The issue, as we view it, turns on the interaction between the doctrine of unjust enrichment and New Jersey's strong public policy, recognized particularly in tort cases, against permitting double recoveries. Finderne Mgmt. Co. v. Barrett, 402 N.J. Super. 546, 580 (App. Div. 2008), certif. denied, 199 N.J. 542 (2009).
The Supreme Court has held:
To establish unjust enrichment, a plaintiff must show both that defendant received a benefit and that retention of that benefit without payment would be unjust. The unjust enrichment doctrine requires that the plaintiff show that it expected remuneration from the defendant and that the failure of remuneration enriched defendant beyond its contractual rights. [VRG Corp. v. GKN Realty Corp., 135 N.J. 539, 554 (1994) (citations omitted); see also Iliadis v. Wal-Mart Stores, Inc., 191 N.J. 88, 110 (2007).]
The record in the present matter reflects that the Doric received wall repairs for which it did not pay.
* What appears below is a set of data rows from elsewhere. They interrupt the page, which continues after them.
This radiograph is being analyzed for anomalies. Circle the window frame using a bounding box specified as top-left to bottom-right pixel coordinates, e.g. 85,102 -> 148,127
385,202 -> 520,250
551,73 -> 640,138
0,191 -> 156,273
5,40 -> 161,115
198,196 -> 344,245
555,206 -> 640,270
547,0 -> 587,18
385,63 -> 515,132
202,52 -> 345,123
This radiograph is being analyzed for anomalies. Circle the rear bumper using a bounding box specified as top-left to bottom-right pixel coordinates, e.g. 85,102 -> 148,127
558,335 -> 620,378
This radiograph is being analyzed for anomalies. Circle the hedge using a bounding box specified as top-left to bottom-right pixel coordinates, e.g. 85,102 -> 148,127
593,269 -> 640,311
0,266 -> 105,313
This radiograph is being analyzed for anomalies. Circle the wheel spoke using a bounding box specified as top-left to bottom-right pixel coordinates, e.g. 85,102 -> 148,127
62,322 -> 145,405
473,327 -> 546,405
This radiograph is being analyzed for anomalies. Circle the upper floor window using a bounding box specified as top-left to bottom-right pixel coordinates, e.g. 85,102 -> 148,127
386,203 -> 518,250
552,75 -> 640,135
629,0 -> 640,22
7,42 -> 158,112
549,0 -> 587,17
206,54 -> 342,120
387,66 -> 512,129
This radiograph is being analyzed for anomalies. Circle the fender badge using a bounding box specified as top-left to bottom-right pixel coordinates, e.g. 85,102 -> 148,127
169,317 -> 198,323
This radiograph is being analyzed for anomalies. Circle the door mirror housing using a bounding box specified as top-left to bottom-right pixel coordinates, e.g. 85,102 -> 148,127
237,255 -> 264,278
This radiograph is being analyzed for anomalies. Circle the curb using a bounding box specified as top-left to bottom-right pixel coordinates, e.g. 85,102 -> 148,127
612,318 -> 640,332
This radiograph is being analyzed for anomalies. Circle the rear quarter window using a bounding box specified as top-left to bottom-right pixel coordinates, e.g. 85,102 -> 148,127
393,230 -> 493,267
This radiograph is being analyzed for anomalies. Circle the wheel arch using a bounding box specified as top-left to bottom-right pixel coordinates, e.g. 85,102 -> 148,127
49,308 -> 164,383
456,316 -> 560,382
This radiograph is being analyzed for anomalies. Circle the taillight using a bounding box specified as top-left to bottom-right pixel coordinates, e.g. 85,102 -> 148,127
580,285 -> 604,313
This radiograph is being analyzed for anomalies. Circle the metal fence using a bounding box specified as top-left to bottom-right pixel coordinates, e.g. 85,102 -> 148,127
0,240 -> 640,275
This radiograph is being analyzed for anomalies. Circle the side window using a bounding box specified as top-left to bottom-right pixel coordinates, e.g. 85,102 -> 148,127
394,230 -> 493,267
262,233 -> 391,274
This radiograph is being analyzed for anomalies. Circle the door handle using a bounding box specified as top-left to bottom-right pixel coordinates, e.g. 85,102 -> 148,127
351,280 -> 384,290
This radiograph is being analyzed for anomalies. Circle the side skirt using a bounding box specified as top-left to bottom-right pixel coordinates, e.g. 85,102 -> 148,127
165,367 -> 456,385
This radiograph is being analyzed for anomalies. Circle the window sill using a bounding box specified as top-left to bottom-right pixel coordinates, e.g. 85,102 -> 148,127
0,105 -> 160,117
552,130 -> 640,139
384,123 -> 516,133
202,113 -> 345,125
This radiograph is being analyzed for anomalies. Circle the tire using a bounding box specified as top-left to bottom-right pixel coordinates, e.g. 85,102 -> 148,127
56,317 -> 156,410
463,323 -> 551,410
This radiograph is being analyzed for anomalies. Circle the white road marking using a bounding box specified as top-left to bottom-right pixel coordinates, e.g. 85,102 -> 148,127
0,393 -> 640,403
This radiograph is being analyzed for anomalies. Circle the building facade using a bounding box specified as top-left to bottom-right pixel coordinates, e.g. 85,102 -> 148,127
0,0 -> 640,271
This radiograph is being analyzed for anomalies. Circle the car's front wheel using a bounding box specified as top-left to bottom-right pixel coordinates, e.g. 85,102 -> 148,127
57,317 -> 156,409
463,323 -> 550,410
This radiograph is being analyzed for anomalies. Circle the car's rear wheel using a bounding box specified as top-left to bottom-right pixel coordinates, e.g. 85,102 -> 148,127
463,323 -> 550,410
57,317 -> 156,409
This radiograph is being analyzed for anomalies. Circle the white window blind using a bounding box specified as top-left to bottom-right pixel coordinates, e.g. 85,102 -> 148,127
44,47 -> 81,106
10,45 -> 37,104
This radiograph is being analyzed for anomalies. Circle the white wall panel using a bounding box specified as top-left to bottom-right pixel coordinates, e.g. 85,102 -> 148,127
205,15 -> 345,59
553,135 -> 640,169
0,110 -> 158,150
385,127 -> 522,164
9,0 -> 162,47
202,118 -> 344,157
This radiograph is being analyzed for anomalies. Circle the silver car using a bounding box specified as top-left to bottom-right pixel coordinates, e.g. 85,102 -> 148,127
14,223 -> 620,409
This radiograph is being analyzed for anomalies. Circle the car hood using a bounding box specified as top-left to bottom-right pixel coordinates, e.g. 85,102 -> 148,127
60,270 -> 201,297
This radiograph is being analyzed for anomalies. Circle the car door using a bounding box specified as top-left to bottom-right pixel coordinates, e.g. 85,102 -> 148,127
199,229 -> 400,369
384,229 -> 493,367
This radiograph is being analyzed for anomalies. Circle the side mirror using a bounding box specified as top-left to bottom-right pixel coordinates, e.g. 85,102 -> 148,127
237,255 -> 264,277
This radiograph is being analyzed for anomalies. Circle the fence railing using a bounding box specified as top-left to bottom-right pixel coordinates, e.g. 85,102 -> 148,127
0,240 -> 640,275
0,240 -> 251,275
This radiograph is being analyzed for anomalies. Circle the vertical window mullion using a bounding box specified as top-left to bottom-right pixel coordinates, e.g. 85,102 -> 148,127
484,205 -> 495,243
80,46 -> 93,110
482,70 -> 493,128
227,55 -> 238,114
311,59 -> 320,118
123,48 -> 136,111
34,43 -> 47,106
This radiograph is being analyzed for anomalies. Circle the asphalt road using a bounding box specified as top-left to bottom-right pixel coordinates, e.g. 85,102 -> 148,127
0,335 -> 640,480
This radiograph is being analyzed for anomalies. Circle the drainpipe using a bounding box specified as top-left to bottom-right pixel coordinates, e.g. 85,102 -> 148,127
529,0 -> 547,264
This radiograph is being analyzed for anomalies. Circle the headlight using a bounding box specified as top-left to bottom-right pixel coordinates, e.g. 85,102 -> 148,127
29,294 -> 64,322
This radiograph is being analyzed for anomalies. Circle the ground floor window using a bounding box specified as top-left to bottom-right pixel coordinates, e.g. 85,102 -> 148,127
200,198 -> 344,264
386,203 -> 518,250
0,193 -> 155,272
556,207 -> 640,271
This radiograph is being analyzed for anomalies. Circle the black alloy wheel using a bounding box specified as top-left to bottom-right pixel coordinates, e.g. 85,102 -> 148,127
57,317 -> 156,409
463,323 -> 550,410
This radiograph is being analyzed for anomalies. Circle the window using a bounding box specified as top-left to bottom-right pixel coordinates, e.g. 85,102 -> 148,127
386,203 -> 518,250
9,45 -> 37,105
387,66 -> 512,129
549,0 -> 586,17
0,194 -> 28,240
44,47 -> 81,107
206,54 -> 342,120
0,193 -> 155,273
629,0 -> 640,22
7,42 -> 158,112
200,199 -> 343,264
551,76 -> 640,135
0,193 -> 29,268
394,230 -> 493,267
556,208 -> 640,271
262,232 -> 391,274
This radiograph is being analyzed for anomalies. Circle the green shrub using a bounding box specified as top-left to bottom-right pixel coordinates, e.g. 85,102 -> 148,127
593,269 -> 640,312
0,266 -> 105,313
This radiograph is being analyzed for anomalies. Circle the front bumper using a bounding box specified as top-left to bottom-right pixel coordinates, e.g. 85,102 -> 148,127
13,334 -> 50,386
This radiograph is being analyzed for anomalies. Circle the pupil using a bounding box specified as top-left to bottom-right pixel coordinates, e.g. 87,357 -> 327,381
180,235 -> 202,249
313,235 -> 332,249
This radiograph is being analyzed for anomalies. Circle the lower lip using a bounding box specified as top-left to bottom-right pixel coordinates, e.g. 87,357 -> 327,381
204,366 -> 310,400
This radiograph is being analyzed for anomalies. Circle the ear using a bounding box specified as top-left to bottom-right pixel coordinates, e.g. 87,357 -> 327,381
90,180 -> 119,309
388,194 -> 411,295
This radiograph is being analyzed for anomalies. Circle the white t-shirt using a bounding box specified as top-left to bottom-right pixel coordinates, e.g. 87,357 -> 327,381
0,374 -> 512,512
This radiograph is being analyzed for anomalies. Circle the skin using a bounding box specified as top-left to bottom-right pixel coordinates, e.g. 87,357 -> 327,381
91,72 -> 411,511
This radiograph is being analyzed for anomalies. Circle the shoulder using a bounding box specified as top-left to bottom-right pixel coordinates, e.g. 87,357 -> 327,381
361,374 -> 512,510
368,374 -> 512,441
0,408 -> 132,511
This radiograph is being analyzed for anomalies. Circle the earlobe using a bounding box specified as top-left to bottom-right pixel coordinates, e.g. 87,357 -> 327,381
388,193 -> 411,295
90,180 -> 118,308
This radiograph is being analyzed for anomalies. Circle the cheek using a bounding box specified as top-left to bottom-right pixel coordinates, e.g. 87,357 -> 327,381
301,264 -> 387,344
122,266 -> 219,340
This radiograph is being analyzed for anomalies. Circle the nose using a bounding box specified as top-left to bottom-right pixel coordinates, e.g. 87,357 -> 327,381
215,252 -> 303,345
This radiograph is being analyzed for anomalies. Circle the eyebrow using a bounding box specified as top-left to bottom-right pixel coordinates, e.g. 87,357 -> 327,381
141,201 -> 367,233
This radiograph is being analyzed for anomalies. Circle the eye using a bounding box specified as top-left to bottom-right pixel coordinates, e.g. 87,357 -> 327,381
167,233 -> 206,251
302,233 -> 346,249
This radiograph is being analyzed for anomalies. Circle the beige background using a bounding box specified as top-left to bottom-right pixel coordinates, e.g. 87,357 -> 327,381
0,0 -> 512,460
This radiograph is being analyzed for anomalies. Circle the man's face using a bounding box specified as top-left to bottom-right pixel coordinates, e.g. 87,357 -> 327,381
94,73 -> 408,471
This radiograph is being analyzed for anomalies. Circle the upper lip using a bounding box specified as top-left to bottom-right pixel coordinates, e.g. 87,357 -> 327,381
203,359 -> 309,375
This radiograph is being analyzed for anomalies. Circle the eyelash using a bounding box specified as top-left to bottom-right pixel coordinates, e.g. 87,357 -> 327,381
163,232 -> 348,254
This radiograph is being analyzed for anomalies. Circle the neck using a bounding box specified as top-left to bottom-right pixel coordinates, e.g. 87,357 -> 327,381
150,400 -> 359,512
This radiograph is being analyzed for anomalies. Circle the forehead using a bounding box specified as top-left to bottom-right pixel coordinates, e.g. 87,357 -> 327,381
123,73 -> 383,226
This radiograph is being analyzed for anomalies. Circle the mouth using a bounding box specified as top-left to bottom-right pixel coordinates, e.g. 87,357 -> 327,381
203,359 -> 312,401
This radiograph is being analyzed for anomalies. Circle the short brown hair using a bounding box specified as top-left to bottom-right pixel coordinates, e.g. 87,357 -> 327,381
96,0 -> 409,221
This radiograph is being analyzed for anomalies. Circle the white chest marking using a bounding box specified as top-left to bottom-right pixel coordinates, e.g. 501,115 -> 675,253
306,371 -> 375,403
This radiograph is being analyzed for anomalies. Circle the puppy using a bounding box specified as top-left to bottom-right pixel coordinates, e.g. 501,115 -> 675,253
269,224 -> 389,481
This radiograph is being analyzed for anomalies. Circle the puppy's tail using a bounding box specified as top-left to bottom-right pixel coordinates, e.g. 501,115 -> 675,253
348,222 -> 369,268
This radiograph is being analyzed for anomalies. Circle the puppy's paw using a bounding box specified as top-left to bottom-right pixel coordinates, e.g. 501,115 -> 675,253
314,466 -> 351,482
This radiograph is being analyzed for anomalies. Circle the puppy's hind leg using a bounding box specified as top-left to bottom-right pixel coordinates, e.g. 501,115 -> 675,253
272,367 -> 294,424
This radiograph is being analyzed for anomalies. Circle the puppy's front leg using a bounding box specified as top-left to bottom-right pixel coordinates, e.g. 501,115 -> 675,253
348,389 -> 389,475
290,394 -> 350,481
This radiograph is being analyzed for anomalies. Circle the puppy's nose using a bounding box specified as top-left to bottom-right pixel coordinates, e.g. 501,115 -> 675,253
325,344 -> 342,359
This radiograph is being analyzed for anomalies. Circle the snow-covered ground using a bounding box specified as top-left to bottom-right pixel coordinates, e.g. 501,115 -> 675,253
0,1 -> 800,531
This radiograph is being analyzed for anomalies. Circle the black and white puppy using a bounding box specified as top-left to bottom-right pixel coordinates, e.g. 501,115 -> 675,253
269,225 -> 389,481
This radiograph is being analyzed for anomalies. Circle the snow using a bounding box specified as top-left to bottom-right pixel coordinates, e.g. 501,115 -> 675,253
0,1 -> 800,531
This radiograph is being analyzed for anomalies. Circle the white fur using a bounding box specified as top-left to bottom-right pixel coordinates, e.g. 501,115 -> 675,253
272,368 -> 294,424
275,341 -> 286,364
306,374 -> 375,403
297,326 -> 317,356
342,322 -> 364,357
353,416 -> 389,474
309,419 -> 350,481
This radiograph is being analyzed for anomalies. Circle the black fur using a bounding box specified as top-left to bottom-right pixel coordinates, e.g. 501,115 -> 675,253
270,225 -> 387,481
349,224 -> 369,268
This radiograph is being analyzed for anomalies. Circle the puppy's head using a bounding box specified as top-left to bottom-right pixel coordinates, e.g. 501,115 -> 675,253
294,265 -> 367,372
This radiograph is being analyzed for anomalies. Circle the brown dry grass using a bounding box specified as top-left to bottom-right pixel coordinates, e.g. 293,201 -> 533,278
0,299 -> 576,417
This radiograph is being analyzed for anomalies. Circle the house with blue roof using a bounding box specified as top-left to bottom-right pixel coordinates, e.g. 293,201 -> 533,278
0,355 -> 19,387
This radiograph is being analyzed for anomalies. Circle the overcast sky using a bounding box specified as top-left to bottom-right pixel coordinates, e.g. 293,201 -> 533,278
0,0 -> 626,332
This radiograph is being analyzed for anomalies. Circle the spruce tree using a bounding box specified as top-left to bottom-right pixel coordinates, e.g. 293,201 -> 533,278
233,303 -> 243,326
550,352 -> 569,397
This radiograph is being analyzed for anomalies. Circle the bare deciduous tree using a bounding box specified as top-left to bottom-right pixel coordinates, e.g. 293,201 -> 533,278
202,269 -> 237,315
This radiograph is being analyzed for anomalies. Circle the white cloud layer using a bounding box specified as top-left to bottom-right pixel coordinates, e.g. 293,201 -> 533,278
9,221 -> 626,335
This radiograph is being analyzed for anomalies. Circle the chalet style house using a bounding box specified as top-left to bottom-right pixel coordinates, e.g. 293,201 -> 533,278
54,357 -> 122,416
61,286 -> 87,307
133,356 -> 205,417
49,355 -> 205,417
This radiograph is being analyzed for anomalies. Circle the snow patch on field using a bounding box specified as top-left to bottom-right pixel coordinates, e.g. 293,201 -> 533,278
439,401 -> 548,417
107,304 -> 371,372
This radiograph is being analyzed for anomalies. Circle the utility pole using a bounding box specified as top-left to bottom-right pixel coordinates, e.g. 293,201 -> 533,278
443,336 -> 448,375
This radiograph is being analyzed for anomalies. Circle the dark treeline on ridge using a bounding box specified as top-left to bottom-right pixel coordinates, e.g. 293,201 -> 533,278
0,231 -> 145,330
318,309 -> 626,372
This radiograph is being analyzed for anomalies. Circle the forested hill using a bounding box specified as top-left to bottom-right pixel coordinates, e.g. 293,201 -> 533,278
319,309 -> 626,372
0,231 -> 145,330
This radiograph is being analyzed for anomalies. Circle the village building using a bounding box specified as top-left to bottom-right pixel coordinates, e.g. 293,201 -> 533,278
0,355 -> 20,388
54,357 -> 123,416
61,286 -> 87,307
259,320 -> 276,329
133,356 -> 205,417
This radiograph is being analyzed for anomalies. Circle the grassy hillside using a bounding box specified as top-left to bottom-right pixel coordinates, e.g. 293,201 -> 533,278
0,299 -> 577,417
Indeed, this was the basis for the jury's verdict. As such, the Doric was "enriched beyond its contractual rights." Ibid. Consequently, it was properly ordered to pay the County for its costs of demolition and repair. To have ordered otherwise would have inequitably enriched the Doric.
At the motion hearing, the judge determined that it would be "unjust" for the judgment against the Doric to stand in light of the fact of the NJDOT's payment. We regard the judge's focus to have been misdirected upon the County in reaching that determination, since by viewing the case in that fashion, the judge permitted the Doric to retain the benefit of the wall repairs without cost. From this perspective, we find the County's eventual receipt of the NJDOT's funds to be irrelevant for purposes of the implementation of the doctrine of unjust enrichment. The Doric should not be permitted in equity to avoid lawfully imposed liability simply because an amount roughly equivalent to the judgment against it was later offered by a governmental entity with no relationship to the Doric.
It can be argued that, to prevent double recovery, the County should disgorge its award from the NJDOT to the extent that it duplicates damages recovered from the Doric. However, the County has on more than one occasion notified the NJDOT of the existence of the judgment against the Doric, and the NJDOT has failed to act. The courts thus lack the power to proceed on its behalf.
The judgment of the motion judge is reversed and the August 21, 2009 judgment against the Doric Apartment Corporation is reinstated.